In a hydroelectric power station, the height of the dam is $10m$. How many $kg$ of water must fall per second on the blades of a turbine in order to generate $1MW$of electric power?
A) ${10^3}kg{s^{ - 1}}$
B) ${10^4}kg{s^{ - 1}}$
C) ${10^5}kg{s^{ - 1}}$
D) ${10^6}kg{s^{ - 1}}$

Hint: To solve the given problem we have to consider the work done. The work done can be explained as the product of the force and the displacement. The gravitational potential energy of water will be converted into electrical energy.

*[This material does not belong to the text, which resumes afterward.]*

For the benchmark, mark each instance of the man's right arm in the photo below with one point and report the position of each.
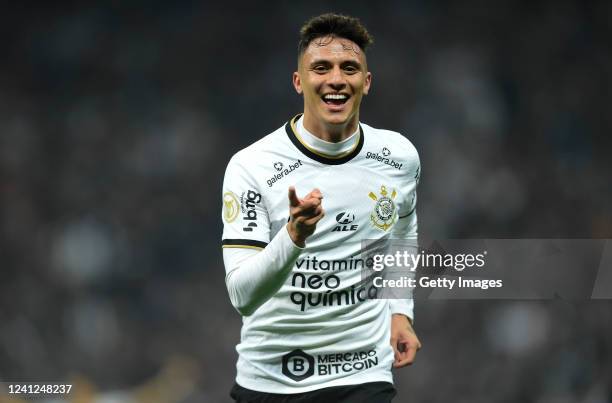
(256, 269)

Complete step by step answer:
Given, the height of the dam, $h = 10m$
Power generated,
$ \Rightarrow P = 1MW$
 $ \Rightarrow 1 \times {10^6}W$
Let us consider $m$ to be the amount of water fall per second on the blades of the turbine.

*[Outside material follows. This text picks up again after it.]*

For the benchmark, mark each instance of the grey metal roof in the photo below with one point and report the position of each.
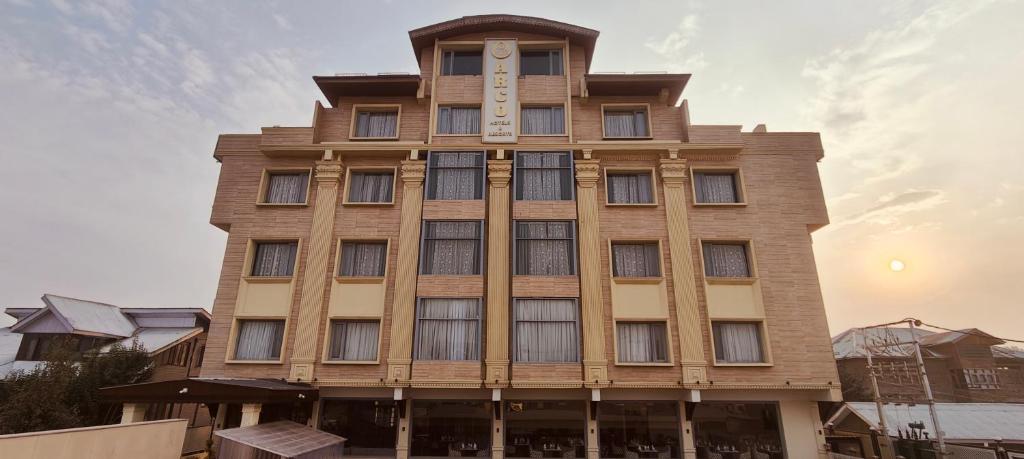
(958, 421)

Power is a ratio of work done by time taken. That is,
${\text{power = }}\dfrac{{{\text{work done}}}}{{{\text{time}}}} = \dfrac{W}{t}$ ……………. (1)
We know that the product of force and displacement is known as work completed. That is $W = F.s$ Equation (1) then becomes,
$ \Rightarrow P = \dfrac{{F.s}}{t}$
 \[ \Rightarrow \dfrac{{mgh}}{t}\]
Where the height of the dam, which is $h$, is $s$. $Mg$ refers to the weight of water.

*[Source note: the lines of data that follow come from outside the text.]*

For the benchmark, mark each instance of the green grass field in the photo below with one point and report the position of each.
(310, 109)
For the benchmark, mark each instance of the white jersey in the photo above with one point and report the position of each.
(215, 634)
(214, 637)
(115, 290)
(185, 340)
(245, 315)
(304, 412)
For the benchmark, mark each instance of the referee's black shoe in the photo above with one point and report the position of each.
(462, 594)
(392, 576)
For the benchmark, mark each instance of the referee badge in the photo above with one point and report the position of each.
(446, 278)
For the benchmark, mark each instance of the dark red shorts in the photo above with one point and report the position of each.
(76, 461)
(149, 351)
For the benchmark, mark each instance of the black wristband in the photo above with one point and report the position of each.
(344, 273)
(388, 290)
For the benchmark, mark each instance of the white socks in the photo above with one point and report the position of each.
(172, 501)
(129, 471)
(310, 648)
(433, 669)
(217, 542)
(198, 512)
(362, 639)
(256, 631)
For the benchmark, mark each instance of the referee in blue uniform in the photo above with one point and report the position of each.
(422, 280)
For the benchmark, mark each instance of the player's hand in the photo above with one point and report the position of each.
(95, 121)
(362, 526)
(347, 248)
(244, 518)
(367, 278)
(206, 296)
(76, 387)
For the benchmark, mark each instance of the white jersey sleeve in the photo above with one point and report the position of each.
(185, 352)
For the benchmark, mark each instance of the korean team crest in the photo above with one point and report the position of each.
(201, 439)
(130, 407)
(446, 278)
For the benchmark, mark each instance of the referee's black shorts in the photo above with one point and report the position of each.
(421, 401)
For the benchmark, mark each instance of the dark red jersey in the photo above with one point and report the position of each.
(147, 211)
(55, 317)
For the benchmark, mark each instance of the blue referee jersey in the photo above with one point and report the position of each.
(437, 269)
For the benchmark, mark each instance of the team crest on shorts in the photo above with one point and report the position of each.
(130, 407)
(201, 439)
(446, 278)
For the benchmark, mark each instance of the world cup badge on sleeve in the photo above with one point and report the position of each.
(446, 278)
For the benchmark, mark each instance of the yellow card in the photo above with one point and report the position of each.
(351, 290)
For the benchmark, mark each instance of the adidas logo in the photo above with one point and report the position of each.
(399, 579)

We can calculate the mass of water falling per second from the above equation, which is given by,
$ \Rightarrow \dfrac{m}{t} = \dfrac{P}{{gh}}$
By replacing the values we get,
$ \Rightarrow \dfrac{m}{t} = \dfrac{{1 \times {{10}^6}}}{{10 \times 10}}$
By using the arithmetic multiplication, we can multiply the denominator as the base number is same. We get,
$ \Rightarrow \dfrac{m}{t} = \dfrac{{1 \times {{10}^6}}}{{{{10}^2}}}$
 $\therefore {10^4}kg{s^{ - 1}}$
Thus, ${10^4}kg$ of water must fall per second on the blades to generate $1MW$ of electric power.
$\therefore $ Correct option is (B).

Note: Power is defined as the rate of time at which work is carried out or energy is transferred. If $W$ is the sum of work completed in a time $t$, then the ratio of the work done $W$ to the total time t gives the average power $P$.
That is, power$P = \dfrac{W}{t}$
Here, the SI unit of work done is joule and time in second.
Therefore, unit of power will be,
Joule per second or $J{s^{ - 1}}$ which can be written as \[Watt\left( W \right)\].
Different types of units of power.
If one $joule$ per second of work is completed, the output is one $watt$.
\[{\text{1watt}}\left( {\text{W}} \right){\text{ = 1}}\dfrac{{{\text{joule}}}}{{{\text{second}}}}\]
\[1kilowatt\left( {kW} \right){\text{ }} = 1000watt\]
\[1megawatt\left( {MW} \right) = {10^6}watt\]
\[1horsepower\left( {HP} \right) = 746watts\]
Power is also referred to as the dot product of force and velocity.Power which has only magnitude and no direction.